In the example case it is easiest to say that there is a homomorphism from a curve to R, since being closed (or open) is a topological property.

Another way should be to show that its complement is open by taking a point outside, finding its (least) distance to the set and then showing that if that distance is 0, the point is in the set.

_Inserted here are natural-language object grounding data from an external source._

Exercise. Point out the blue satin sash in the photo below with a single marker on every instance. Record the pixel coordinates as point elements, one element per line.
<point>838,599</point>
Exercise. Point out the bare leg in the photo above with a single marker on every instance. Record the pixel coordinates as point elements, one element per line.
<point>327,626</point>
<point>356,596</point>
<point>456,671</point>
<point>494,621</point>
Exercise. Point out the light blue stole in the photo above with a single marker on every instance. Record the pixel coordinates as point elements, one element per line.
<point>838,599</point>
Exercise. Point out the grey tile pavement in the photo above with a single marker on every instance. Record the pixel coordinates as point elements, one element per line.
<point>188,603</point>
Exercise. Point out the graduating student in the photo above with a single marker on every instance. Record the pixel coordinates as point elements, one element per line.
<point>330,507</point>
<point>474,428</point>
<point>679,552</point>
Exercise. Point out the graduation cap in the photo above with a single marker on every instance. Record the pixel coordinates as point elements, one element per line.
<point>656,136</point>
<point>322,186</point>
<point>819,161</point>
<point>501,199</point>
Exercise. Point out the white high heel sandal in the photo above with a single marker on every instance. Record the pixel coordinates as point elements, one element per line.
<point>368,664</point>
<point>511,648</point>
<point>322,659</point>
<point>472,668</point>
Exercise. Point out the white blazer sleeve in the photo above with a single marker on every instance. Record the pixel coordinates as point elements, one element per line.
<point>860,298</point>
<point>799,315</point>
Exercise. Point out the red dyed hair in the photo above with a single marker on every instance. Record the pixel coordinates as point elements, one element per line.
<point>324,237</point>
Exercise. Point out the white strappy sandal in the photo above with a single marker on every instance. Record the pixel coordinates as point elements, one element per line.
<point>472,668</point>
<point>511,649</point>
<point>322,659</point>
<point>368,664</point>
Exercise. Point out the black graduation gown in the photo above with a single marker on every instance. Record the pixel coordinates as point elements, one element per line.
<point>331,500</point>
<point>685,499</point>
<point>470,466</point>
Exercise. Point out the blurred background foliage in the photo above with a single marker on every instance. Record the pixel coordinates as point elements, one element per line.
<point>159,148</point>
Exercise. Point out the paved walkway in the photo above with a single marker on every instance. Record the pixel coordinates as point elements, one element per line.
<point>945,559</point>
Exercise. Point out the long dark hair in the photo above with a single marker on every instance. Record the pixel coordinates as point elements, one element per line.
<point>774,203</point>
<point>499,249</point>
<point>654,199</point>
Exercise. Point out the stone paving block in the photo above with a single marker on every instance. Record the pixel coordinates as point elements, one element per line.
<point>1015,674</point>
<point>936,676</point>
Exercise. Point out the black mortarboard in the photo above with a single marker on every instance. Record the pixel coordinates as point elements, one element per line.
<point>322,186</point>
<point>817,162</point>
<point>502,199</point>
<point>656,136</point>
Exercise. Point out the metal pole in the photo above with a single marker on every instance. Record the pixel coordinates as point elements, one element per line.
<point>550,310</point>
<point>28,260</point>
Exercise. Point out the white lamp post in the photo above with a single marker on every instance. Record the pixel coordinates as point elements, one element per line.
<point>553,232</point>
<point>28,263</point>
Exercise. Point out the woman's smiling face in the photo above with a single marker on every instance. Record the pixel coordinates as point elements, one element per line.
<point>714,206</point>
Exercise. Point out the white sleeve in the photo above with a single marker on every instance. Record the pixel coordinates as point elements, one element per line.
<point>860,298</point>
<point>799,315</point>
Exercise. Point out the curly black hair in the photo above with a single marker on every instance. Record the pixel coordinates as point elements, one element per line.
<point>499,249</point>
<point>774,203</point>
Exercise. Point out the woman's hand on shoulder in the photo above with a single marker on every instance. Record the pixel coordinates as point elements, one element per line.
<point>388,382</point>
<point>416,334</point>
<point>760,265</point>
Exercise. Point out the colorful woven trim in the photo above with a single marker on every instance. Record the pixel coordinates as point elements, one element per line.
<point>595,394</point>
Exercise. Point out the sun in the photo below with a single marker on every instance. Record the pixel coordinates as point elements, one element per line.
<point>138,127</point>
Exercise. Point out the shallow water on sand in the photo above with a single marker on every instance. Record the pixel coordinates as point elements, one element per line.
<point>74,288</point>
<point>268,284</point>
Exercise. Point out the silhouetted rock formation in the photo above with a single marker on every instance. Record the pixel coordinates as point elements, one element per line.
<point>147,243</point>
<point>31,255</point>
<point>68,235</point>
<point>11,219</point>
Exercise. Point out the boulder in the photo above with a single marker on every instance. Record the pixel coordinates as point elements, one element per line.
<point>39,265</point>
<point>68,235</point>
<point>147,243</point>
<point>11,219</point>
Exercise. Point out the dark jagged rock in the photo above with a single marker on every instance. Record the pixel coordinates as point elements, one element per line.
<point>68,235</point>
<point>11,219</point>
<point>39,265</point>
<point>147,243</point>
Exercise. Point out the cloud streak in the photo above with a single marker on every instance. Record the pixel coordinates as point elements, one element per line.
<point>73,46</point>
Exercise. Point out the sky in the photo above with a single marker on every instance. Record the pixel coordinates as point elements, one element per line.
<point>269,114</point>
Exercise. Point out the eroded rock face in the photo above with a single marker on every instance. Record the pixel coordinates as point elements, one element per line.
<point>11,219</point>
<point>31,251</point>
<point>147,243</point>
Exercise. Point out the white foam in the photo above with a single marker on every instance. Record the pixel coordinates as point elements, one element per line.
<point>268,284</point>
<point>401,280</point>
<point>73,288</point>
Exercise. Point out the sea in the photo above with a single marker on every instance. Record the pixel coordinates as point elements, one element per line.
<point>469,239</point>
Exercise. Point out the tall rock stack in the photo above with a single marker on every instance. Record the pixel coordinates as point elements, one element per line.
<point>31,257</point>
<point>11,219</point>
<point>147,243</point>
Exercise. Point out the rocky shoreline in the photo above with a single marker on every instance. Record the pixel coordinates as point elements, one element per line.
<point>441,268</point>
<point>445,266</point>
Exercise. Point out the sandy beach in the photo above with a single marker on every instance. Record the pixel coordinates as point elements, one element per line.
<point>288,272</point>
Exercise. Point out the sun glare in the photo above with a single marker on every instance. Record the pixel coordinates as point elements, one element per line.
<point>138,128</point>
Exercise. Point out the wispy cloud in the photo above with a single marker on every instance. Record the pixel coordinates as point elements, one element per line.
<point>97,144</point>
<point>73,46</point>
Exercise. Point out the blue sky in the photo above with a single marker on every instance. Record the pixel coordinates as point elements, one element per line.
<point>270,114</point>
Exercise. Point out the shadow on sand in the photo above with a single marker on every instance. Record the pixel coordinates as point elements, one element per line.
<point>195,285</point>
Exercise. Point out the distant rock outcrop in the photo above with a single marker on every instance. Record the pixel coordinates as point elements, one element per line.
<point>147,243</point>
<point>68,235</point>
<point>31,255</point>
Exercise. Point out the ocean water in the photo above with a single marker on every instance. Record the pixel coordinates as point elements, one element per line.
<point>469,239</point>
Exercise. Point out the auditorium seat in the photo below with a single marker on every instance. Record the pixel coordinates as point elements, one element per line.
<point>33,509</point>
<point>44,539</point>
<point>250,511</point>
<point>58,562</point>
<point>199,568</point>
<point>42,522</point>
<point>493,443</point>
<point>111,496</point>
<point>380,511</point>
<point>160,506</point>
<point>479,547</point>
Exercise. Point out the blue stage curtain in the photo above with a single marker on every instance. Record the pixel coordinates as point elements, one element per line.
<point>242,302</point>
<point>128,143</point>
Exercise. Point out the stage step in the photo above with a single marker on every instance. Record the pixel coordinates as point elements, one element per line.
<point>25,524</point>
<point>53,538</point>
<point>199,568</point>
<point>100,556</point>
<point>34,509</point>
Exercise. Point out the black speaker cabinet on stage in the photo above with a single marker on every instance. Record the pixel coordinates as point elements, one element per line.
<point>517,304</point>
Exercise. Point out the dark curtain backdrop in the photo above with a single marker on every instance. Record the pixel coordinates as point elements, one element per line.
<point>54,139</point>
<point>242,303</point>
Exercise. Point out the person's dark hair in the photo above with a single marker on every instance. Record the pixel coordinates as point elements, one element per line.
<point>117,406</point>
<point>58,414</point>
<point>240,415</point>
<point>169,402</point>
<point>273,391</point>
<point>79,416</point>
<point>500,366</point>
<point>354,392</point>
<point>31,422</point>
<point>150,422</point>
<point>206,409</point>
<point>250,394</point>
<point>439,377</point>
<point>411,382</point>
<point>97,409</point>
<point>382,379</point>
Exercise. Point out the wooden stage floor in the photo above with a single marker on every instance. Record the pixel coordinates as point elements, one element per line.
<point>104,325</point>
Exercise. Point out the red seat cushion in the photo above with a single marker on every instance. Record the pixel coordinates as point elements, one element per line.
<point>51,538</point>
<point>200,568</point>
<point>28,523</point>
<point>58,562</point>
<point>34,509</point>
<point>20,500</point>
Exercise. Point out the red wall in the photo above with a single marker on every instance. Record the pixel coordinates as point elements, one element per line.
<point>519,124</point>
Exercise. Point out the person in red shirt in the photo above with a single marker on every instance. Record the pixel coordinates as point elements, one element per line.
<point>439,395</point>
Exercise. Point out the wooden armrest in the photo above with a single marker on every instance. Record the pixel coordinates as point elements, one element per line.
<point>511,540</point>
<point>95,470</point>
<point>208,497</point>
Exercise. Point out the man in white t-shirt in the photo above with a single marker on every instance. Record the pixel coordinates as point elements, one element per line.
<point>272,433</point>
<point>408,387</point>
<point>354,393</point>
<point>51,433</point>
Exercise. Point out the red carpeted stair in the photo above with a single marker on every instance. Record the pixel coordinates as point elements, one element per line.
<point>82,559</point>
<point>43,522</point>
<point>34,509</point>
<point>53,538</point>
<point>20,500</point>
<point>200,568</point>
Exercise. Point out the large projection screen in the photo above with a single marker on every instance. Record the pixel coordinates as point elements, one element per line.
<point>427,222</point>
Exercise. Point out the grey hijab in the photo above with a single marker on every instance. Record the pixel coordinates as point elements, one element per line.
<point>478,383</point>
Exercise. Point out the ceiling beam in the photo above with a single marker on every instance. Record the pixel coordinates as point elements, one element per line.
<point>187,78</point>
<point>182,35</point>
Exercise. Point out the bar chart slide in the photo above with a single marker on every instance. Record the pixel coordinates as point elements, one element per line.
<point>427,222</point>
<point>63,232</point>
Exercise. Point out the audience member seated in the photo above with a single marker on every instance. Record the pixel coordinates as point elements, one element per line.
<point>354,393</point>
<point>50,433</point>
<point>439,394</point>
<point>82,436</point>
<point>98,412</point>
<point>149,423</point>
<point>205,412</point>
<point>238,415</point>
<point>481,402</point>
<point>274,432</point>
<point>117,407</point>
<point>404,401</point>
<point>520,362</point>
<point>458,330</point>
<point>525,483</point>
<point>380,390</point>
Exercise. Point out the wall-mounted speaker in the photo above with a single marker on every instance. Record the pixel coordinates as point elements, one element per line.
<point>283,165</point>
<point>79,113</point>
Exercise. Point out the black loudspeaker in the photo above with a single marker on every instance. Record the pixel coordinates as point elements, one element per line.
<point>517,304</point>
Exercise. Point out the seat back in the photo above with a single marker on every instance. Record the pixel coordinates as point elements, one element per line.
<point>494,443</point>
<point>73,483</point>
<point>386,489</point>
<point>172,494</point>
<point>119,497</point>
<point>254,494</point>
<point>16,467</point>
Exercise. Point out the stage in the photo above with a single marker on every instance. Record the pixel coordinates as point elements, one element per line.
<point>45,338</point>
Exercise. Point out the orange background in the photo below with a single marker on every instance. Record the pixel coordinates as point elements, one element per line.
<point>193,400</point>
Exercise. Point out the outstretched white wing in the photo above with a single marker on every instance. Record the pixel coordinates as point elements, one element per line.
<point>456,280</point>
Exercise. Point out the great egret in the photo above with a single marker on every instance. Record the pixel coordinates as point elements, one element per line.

I'm not sure how to apply the definition directly.

6. Apr 30, 2012

### dracox

Ok, I think I'll try it your second way. Let (x_0, y_0) be a point in the complement of the set (call it A). How would I proceed from here?

7. Apr 30, 2012

Anyone?

8. May 1, 2012

### hamsterman

Well, since you have a curve, it is easy to write a function of distance from some point to (x0, y0). Then the least distance d(x, y) is the minimum of that function. Then show that d(x, y) = 0 means that y = x^2.

Although proving that x -> (x, x^2) is an embedding is a lot more understandable and straightforward.

9. May 1, 2012

### micromass

Can you find a function $f:\mathbb{R}^2\rightarrow \mathbb{R}$ such that f(x,y)=0 if and only if y=x²??

10. May 1, 2012

### micromass

But being an embedding does not immediately imply closed.

11. May 1, 2012

### hamsterman

It should, if it's an embedding from R, I think.

12. May 1, 2012

### micromass

We have that

$$\mathbb{R}\rightarrow \mathbb{R}^2:x\rightarrow (e^x,\sin(\frac{1}{e^x}))$$

is an embedding that is not closed.